Lors de la première manifestation appelée par Le Collectif des 39 contre La Nuit Sécuritaire pour répondre à l’insulte faite à notre humanité par celui qui a fonction de Président, les patients ont inventé un mot d’ordre vite repris par les manifestants : Nous sommes tous des schizophrènes dangereux. C’est en réfléchissant sur le sens de cette proposition que je me suis dit qu’il serait bienvenu d’évoquer les enseignements que nous donnent la folie et les fous.

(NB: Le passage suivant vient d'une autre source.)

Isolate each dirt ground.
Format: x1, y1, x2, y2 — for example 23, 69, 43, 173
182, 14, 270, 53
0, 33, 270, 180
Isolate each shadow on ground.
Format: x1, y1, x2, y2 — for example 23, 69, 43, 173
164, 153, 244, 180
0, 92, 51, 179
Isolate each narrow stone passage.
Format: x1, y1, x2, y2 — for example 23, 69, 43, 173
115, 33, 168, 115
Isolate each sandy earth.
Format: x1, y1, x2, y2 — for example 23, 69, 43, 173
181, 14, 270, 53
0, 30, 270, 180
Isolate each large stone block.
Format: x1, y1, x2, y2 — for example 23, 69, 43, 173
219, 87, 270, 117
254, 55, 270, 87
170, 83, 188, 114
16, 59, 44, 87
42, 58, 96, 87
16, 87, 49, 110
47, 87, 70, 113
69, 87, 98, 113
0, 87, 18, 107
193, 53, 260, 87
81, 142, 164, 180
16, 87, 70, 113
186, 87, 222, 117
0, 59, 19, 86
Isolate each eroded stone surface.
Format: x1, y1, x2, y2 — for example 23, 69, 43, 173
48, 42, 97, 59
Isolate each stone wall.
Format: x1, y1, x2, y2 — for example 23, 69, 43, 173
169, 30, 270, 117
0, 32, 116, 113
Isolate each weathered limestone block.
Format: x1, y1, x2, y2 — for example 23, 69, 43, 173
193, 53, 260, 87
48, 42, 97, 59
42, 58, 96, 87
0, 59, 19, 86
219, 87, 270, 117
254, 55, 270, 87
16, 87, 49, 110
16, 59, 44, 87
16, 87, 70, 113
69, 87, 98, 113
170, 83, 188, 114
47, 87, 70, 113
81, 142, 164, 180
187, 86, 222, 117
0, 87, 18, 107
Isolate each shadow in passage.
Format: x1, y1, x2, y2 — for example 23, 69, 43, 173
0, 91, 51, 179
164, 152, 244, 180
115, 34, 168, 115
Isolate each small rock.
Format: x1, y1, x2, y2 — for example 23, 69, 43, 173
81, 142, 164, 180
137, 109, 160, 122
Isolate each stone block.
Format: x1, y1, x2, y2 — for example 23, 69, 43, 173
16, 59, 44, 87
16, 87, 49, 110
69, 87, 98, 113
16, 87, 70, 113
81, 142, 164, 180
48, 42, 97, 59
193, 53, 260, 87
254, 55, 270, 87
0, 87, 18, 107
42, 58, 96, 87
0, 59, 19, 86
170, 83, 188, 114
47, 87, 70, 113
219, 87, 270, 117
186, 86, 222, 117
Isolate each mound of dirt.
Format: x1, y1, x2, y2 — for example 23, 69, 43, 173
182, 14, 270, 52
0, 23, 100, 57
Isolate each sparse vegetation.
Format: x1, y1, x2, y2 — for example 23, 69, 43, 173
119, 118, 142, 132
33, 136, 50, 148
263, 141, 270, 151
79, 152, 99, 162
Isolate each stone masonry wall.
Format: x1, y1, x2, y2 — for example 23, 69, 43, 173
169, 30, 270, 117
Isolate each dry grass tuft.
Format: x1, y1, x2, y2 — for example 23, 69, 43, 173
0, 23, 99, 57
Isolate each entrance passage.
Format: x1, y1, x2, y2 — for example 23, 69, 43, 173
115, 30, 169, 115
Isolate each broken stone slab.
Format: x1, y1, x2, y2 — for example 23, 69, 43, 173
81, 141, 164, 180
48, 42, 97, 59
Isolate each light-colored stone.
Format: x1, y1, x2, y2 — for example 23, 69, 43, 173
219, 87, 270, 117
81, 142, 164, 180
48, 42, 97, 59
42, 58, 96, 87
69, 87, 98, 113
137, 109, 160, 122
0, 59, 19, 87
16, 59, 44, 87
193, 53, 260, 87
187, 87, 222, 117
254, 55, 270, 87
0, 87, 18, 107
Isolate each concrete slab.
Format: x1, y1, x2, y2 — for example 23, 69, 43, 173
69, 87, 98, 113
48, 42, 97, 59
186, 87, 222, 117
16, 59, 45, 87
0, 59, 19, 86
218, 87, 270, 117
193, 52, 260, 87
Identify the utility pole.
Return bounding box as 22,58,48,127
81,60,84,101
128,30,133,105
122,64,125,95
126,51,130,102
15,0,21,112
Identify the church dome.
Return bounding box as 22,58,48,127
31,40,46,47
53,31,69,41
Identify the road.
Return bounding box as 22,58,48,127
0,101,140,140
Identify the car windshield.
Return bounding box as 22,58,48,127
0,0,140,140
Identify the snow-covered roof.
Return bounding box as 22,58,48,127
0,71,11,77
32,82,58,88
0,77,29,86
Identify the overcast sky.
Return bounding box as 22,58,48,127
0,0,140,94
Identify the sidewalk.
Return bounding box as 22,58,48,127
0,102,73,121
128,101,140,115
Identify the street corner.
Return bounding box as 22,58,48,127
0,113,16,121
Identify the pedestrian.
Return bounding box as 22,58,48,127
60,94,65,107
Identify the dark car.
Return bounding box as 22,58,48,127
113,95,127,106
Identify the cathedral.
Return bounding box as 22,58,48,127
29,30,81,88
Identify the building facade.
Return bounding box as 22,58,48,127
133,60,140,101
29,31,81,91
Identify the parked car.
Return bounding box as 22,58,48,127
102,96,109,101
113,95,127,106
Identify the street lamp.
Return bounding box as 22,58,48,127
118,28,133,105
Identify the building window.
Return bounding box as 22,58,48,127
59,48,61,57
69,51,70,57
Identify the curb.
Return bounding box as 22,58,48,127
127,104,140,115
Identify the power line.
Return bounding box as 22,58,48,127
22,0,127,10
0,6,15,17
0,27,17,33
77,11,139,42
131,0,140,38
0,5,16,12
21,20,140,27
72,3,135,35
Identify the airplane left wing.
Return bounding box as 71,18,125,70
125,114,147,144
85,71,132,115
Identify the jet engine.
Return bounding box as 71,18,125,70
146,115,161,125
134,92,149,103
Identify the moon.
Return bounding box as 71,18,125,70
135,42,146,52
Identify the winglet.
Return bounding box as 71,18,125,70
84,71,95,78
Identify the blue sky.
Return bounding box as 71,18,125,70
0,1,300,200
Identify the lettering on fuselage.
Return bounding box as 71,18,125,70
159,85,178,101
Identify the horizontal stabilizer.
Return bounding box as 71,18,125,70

Et j’ai pensé que revisiter le grand clinicien de la folie que fut Dostoïevski pourrait être une contribution à la lutte citoyenne contre l’application de la loi des « soins sans consentement » , lutte inaugurée et soutenue par Le Collectif des 39.
Cette démarche rejoint par ailleurs notre souci à nouer, ensemble, la prise en compte de l’inconscient, une pratique politique et le sentiment du monde qui nous est donné par la littérature et l’art en général.
Mon point de départ pour ce « feuilleton » a été l’idée que chez Dostoïevski, la grandeur ou la misère des personnages fondamentaux de l’œuvre accompagne la découverte qu’ils font de l’inconscient. Que les personnages soient construits à partir du trauma de la rencontre avec l’inconscient, est certainement une des raisons principales de leur pérennité. En nous appuyant sur ces personnages nous démontrerons que leur enseignement sur le trauma, le fantasme, la perversion, la folie nous apprend la vie vivante. Mon travail se concentrera sur deux textes Les Notes du sous-sol et Crime et Châtiment.